Now, this question has paused our booze-born camaraderie. We face the inquisitor: a hulking giant, with loose shoelaces and a holey overcoat seemingly blasted by a BB gun. Slung across his back is a gargantuan black garbage bag bulging with lumpy objects of indiscriminate origin—thankfully, nothing’s leaking. The giant eyeballs me, his gaze settling on my feet. I sip my courage juice.

“What size shoe do you wear?” the giant asks, gruff as a teenage David Z salesman. Is he a fan of male flesh, researching how I measure on the man scale? The correlation between shoe size and manhood is inconclusive and misleading. Sometimes. Fact is,

I wear an 8, sometimes a half-size larger or smaller, with feet as wide and fat as a halfpound hamburger—reverse clown-foot syndrome.

I give the giant my size. His eyes alight like a pinball machine on tilt. He rubs his papery hands and sets down his trash bag as gently as china. I pick up my drink.

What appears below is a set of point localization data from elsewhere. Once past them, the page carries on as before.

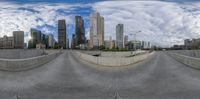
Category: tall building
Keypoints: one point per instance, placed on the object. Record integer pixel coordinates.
(126, 41)
(35, 38)
(62, 41)
(6, 42)
(73, 42)
(119, 36)
(96, 30)
(38, 38)
(51, 41)
(80, 30)
(18, 39)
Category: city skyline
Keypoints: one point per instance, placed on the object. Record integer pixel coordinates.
(169, 25)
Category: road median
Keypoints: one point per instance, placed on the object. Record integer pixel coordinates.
(189, 61)
(113, 61)
(26, 64)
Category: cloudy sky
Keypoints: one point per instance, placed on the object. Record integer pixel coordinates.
(163, 23)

He rummages through the bag, grunting and mumbling, before retrieving a pair of low-rise, brown-leather Pro Keds with Sunkist-orange stitching.

“They’re…they’re beautiful,” I say, like a teen boy pawing his first budding bosom. I’ve long worn old-school Pro Keds, loving the chunky-slim silhouette and vibrant color palette. Plus, they’re far plusher than Converse, which are as comfortable as cardboard duct-taped to your feet. “I know,” the shoe guy says, nodding. He orders a Guinness and drinks deeply. “Try them on.” Alcohol is a magically transformative drug. Under the influence, men become confident conversationalists. Our moods brighten, emotions spill out and, in bed, we last longer than a commercial break. With good comes bad: fisticuffs, urinating on shrubbery and poor decision making.

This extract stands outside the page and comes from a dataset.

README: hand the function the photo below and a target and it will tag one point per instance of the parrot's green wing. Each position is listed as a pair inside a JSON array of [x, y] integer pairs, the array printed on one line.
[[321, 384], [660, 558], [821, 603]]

Sober, I would’ve told the shoe salesman to push off. But three sheets to the wind and staring at 2 a.m., nothing seems more natural than dipping my toes into lightly soiled Pro Keds. Like Cinderella’s glass slipper, the shoes fit perfectly. My toes roam like happy buffalo, while my arches stand tall and proud.

“They look good, man,” Aaron says. “Real good,” the salesman echoes, appraising my feet. “Give them a spin around the bar.” I stroll the room like it’s my private catwalk, sashaying past patrons sipping plastic-cup mixed drinks, past the green-fuzzed pool table and the decommissioned kitchen.

It’s as if the kicks were cobbled for my wide, hirsute feet. I feel pretty, so very pretty! Is this what it feels like to be a belle at the ball? “How much?” I ask. I remove the shoes and place them on the rum-stained bar. Excitement and alcohol preclude me from noticing that the insoles are absent, ripped out as if to erase bad memories or unbecoming stains.

The salesman scratches his mottled chin and fills his mouth with beer. “I suppose, you know, I could stand to take $10 for the shoes. Just $10,” he pleads, desperation sneaking into his voice.

Ten bucks? For the same reason that I worship Vanessa’s dollar pork dumplings and 2 Brothers $1 slices of pizza, I’m unable to ignore a bargain. And despite being of don’t-ask, don’t-tell origin, these shoes— retailing for $60-plus—are a surefire deal. “Sold,” I say, peeling off a wad of ones. He pockets the money and picks up his sack. “Wait,” Aaron calls, eager for his own footwear, “are you selling other shoes?” “What size are you?” “Nine, 10.” “No, man, I just got purses,” he said, edging toward the door. “And I don’t think you’ll look good wearing those.”